La misura è discriminatoria, e non solo perché i soldi sono pochi, ma anche perché è rivolta esclusivamente alle donne che siano state seguite da un centro antiviolenza. Il requisito per accedere ai fondi infatti è aver seguito un percorso di emancipazione e autonomia presso una di queste realtà, attestato dal centro stesso. «Il lavoro dei centri è preziosissimo e questa misura lo riconosce, ma da avvocata ritengo un errore dare loro il potere di certificare l’essere vittima di violenza» spiega l’avvocata Coviello. «In Italia i centri sono privati, spesso associazioni o cooperative. Nessuno è uguale all’altro quanto a formazione degli operatori e offerta di servizi, alcuni non hanno neanche i requisiti minimi. Insomma non tutti sono qualificati, non è corretto quindi a mio parere che abbiano questo potere. Sarebbe più equo invece – visto i pochi soldi a disposizione – che la certificazione della violenza provenisse dal sistema giudiziario: non può essere il centro a documentarla ma la donna deve aver attivato un procedimento penale che poi sfoci in una verità giudiziaria. Il criterio insomma va rivisto, sulla scia per esempio dell’esperienza del Fondo per le vittime di violenza sessuale che prevede come requisito d’accesso una sentenza passata in giudicato: ovviamente neanche questo va bene perché i tempi del processo sono sempre troppo lunghi, ma il criterio deve diventare giuridico». 
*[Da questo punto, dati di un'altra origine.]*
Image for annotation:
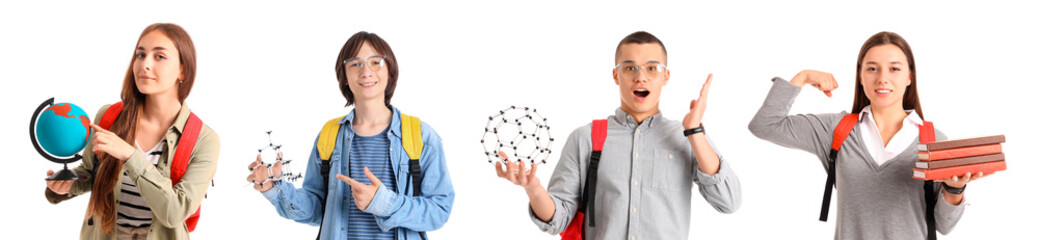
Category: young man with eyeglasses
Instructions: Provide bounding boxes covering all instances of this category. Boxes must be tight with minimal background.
[494,31,741,240]
[249,31,454,240]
Il problema come sempre comunque sta a monte: spesso le donne non denunciano proprio perché non hanno autonomia economica. È lì la radice di tutto: occorre affermare una cultura della parità a ogni livello: serve una politica del lavoro e del welfare che permetta alle donne di scegliere liberamente. L’obiettivo dev’essere un contesto sociale in cui il Reddito di Libertà non sia più necessario.